Dr. Sood: So again as part of the reviewing of in one of the chapters in my book we did look at the evidence very closely and we have reviewed all the studies on subject and there were some initial reports of what was thought to be spirochete like structures in the
autopsy of children with SIDS or Sudden Infant Death Syndrome that has not been reported since and basically there is no evidence that I’m aware of that there is vertical transmission.
Dr. Baker: And fetal loss?
Dr. Sood: As far as I know there is no evidence
Dr. Baker: Yes Dr. Duray sorry
Dr: Duray: Thank you for that rather superior presentation I’ll be curious to know what your experience has been and how you define managing these patients prevention for .

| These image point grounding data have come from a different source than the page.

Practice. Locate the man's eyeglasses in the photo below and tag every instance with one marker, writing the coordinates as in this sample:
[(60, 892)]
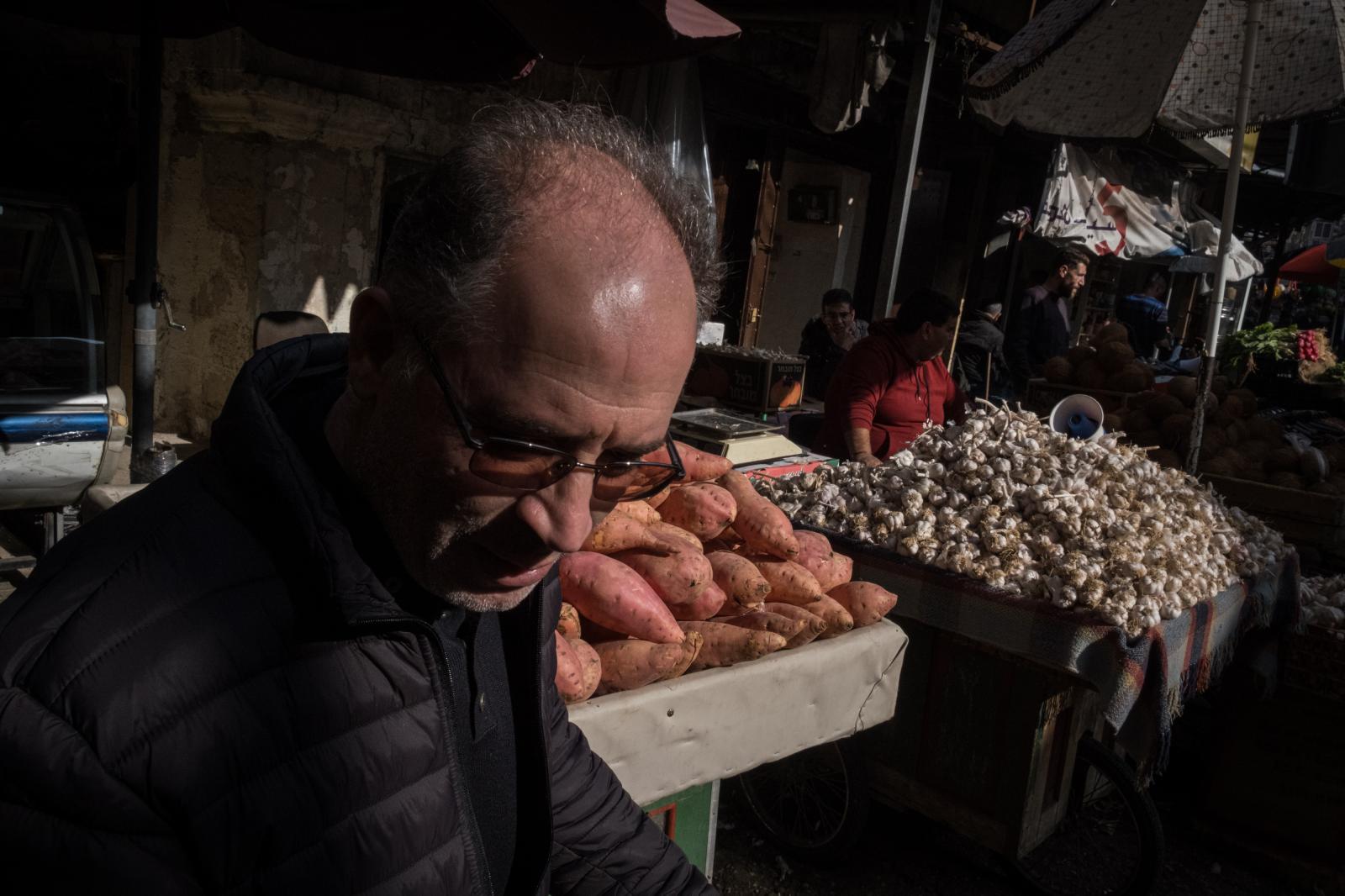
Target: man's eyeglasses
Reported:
[(530, 467)]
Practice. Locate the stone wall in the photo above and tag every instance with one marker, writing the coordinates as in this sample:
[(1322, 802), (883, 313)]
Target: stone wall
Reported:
[(273, 174)]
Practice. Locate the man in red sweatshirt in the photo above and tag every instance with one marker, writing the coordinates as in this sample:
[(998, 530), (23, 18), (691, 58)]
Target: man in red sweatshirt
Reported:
[(894, 385)]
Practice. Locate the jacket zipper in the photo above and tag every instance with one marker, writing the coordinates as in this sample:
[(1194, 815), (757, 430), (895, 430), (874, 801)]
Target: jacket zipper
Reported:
[(416, 626)]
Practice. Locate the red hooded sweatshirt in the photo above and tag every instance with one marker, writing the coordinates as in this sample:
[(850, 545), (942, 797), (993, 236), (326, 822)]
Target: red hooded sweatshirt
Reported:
[(884, 390)]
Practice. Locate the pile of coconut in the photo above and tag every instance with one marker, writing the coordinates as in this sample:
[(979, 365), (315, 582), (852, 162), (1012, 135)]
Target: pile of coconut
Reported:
[(1109, 363), (1089, 525), (1235, 443)]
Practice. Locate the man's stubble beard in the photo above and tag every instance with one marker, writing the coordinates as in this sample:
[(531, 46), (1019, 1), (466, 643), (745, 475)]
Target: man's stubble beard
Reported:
[(424, 541)]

Dr. Sood: you mean tick bite. Yes so we have an active tick bite identification program people bring in ticks adults and children alike we actually went to a workshop with Dr. Fish we learned to identify ticks we identify as you know we have [Inaudible] [00:13:36] dog ticks as well as where we are and we base it on identification of a tick and measurement of duration of attachment by the fetal index which is again developed at the Medical College and because we had the local expertise we are able to do that so we specifically advised the pediatrician based on the ID of the tick and the duration of attachment whether or not we would suggest a prophylactic dose of antibiotics. So we think we provide useful advice and it’s a very small sub-set of people bitten by tick who qualify for a prophylactic antibiotic treatment. So we are very active in tick bite and lyme prevention.
Dr. Baker: And you managed this by how to slide TIA for children under eight with prophylaxis.
Dr. Sood: Yeah we extrapolated from the study of [Inaudible] [00:14:36] think the pediatrician is inclined to do that again based on an identified tick with the duration of attachment in our lab more than 72 hours.
Dr. Baker: Thank you very much, are there any other questions from the panel? If not, thank you very much Dr. Sood.